Pulmonary hypertension is common and associated with higher mortality in heart failure with preserved ejection fraction (HFpEF). While increasing evidence suggests that venous congestion can cause worsening kidney function, the association of pulmonary artery systolic pressure (PASP) with kidney function remains uncertain in patients with HFpEF.

Methods

This post-hoc analysis of the Treatment of Preserved Cardiac Function Heart Failure with an Aldosterone Antagonist (TOPCAT) trial analyzed patients with HFpEF who had an echocardiogram at baseline. The exposure variable was tricuspid regurgitant jet velocity (TRV), a surrogate of PASP. In a cross-sectional analysis, the association of TRV with eGFR at baseline was assessed using linear regression. In a longitudinal analysis, the association of quartiles of TRV with time to eGFR decline of ≥30% was assessed using a Cox proportional hazards regression. Covariates, including patient demographics, comorbidities, laboratory data, medications, and randomized group, were adjusted in the multivariable models.

Results

Among 450 patients, median age, TRV, and eGFR at baseline were 73 years, 2.7 m/s, and 61 mL/min/1.73 m2, respectively.

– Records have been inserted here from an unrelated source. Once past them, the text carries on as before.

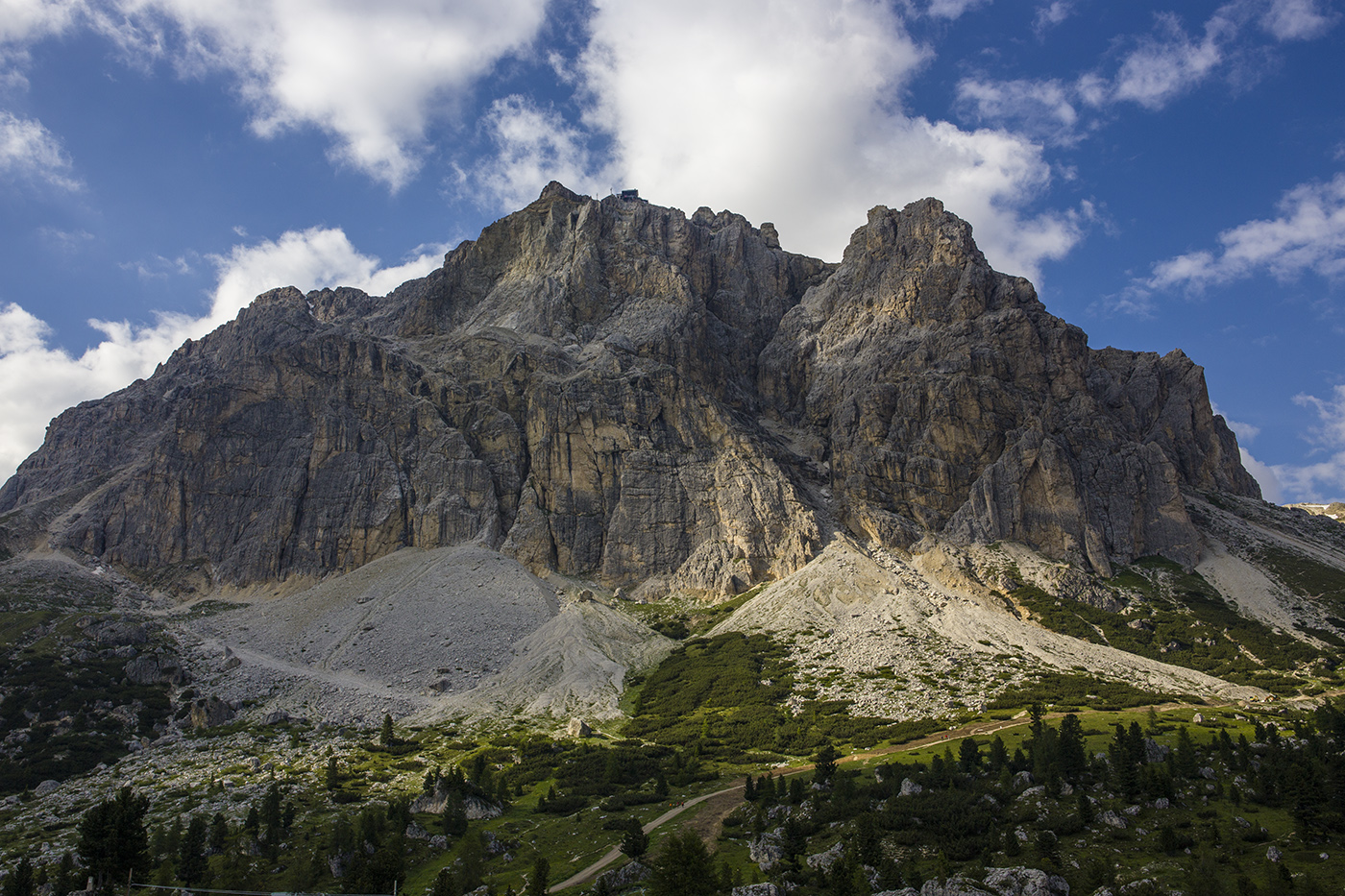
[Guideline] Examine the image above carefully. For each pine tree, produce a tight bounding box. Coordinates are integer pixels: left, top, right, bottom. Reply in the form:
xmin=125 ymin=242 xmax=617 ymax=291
xmin=444 ymin=788 xmax=468 ymax=836
xmin=524 ymin=856 xmax=551 ymax=896
xmin=649 ymin=829 xmax=720 ymax=896
xmin=619 ymin=818 xmax=649 ymax=861
xmin=1056 ymin=713 xmax=1088 ymax=781
xmin=0 ymin=856 xmax=37 ymax=896
xmin=175 ymin=815 xmax=209 ymax=886
xmin=208 ymin=812 xmax=229 ymax=853
xmin=51 ymin=853 xmax=75 ymax=896
xmin=990 ymin=735 xmax=1009 ymax=772
xmin=958 ymin=738 xmax=981 ymax=774
xmin=77 ymin=786 xmax=149 ymax=893
xmin=813 ymin=742 xmax=841 ymax=785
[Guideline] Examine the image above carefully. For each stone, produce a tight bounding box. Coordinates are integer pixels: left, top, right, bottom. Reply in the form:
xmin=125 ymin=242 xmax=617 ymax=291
xmin=985 ymin=868 xmax=1069 ymax=896
xmin=729 ymin=884 xmax=780 ymax=896
xmin=595 ymin=861 xmax=653 ymax=893
xmin=806 ymin=841 xmax=844 ymax=870
xmin=191 ymin=695 xmax=236 ymax=728
xmin=1097 ymin=809 xmax=1127 ymax=830
xmin=747 ymin=832 xmax=784 ymax=870
xmin=122 ymin=657 xmax=188 ymax=686
xmin=0 ymin=183 xmax=1260 ymax=589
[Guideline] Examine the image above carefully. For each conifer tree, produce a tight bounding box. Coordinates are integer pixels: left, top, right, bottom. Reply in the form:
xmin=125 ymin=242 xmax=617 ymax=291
xmin=176 ymin=815 xmax=209 ymax=886
xmin=77 ymin=786 xmax=149 ymax=893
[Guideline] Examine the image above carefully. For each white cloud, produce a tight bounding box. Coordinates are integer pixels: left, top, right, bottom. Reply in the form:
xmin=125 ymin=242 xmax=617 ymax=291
xmin=1210 ymin=402 xmax=1260 ymax=443
xmin=0 ymin=110 xmax=80 ymax=190
xmin=1260 ymin=0 xmax=1335 ymax=40
xmin=928 ymin=0 xmax=991 ymax=19
xmin=0 ymin=0 xmax=85 ymax=79
xmin=958 ymin=0 xmax=1335 ymax=145
xmin=463 ymin=94 xmax=611 ymax=210
xmin=958 ymin=78 xmax=1082 ymax=145
xmin=1237 ymin=447 xmax=1284 ymax=504
xmin=1032 ymin=0 xmax=1075 ymax=36
xmin=0 ymin=228 xmax=445 ymax=482
xmin=1248 ymin=386 xmax=1345 ymax=502
xmin=0 ymin=0 xmax=546 ymax=190
xmin=1146 ymin=174 xmax=1345 ymax=289
xmin=565 ymin=0 xmax=1082 ymax=276
xmin=1109 ymin=7 xmax=1237 ymax=109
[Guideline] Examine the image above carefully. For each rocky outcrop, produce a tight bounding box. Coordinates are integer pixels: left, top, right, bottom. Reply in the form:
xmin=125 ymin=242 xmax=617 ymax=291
xmin=0 ymin=184 xmax=1258 ymax=586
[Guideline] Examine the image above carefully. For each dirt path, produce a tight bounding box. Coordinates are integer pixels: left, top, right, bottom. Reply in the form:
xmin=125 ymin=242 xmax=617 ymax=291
xmin=546 ymin=689 xmax=1291 ymax=893
xmin=546 ymin=785 xmax=743 ymax=893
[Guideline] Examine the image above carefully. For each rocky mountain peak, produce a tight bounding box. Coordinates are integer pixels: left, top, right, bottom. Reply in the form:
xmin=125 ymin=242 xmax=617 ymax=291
xmin=0 ymin=183 xmax=1259 ymax=594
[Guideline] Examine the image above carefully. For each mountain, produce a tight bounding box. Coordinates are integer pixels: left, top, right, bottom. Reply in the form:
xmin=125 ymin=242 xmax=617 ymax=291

In a multivariable analysis, each 1.0 m/s higher TRV was significantly associated with a 3.9 (95% confidence interval, 0.2–7.6) ml/min/1.73 m2 lower eGFR at baseline. Over a median follow-up of 94 weeks, 52 patients died and 203 had an eGFR decline of ≥30%. Patients with a higher quartile of TRV had a higher risk of eGFR decline of ≥30% (Figure). There was no interaction by randomized group (Pinteraction =0.45). An analysis using all-cause death as a competing event did not substantially change the results.

Conclusion

A higher TRV was associated with a higher risk of kidney function decline among patients with HFpEF in TOPCAT.